旅の始まり 意外な実力
倒れたサハギンの傍にはリラクが立っていた。
片手には、石を持っている。
一瞬のうちに、周囲のサハギンが後ずさりする。
何が起きたのか分からないのだ。
そして、注目が集まる。
ゆっくりと、リラクが石をもって、振りかぶる。
ビュシュゥゥゥゥゥ~、と。
一挙手一投足を見逃さないようにしていたが、あまりのノーコン具合に、石の行方を気にしてしまった。
そして、再び、
『グキッ』
リリィは見ていた。
リラクの動きを見ていた。
そして、一瞬のうちに、彼はその倒れたサハギンの傍らに立っていたのだ。
間違いなく、何かしらの方法で、彼がサハギンを倒したに違いない。
きっと、とんでもなく、すごい武器か何かを持っているのかもしれない。
ただ、それが、なんであるのか、リリィには理解できなかった。
リラクがこちらを見ながら、にっこりと笑っている。
「ほら、大丈夫だろ」
と言いながら。
唖然とした顔をしていたんだと思う。
リラクの顔がニコニコして、私のことを、もてあそんでいるかのような顔に見える。
「1つ。

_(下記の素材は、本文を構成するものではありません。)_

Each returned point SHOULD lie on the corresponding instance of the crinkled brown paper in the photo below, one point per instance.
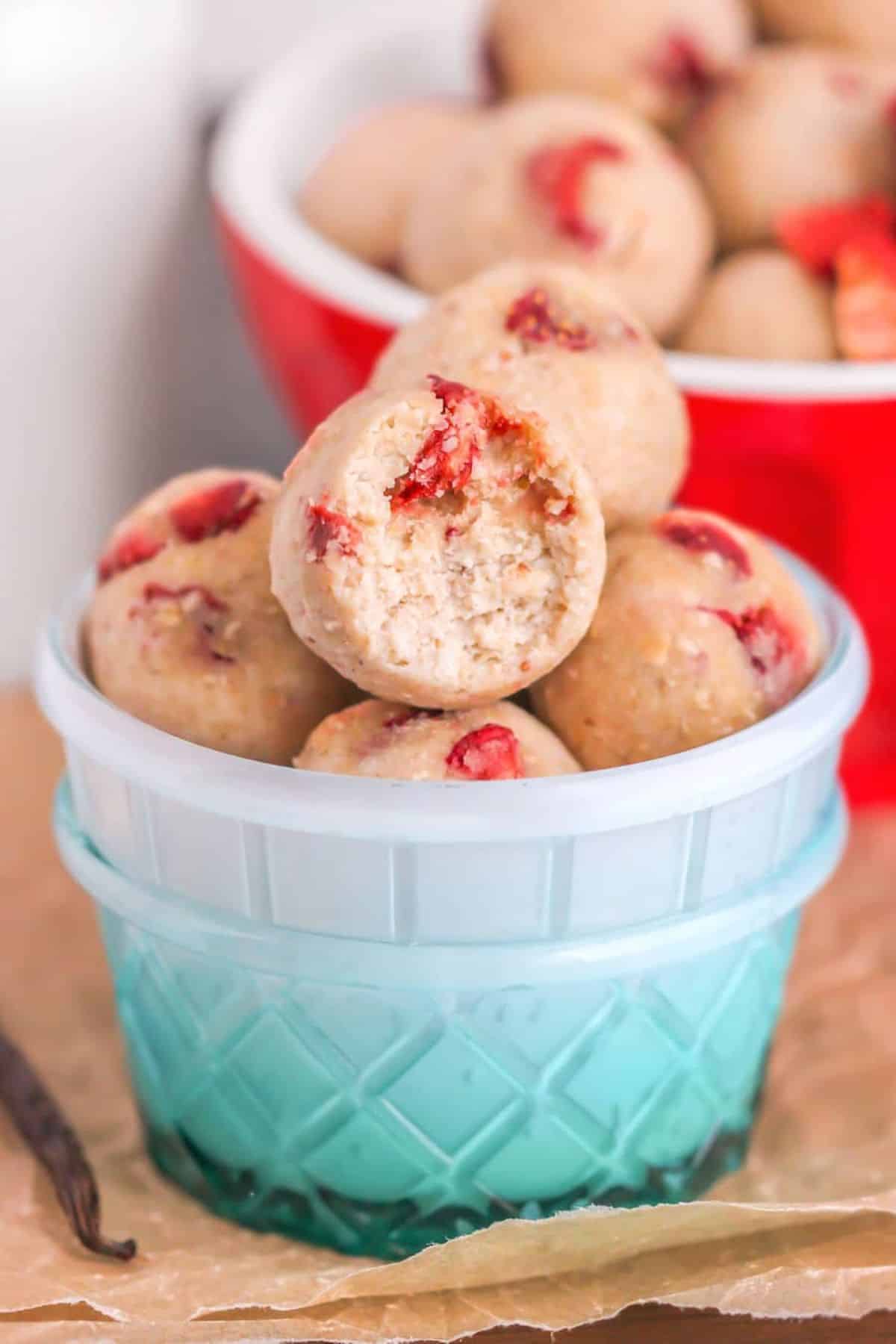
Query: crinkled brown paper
(762, 1243)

大抵の魔物や生き物は、胴と頭が離れると、、、つまりは、首をやられると、生きていられない。」
「なお、スライムには、首がない。」
リラクは、リリィに向かって話をしていて、背後にいるサハギンたちを無視している。
そのサハギンは、今がチャンスとばかりに襲い掛かってきた。
『ボキッッ!!』
ギャッ、ギャッ、ギャッ・・・。
転がりまわるサハギン。
「2つ。関節あるものは、必ず限界がある。つまりは、壊れる。」
「なお、スライムには四肢(手足)がない。関節もない。」
気を失ったのか、転がりまわっているサハギンは動かない。
残り2匹。
なりふり構わず、同時に襲い掛かってきた。
リラクは特に動いた気配はないようなのだが、足元に2匹とも倒れている。
リリィでは、目に見えないのだ。
決定的で、強力な武器は今のところ見えない。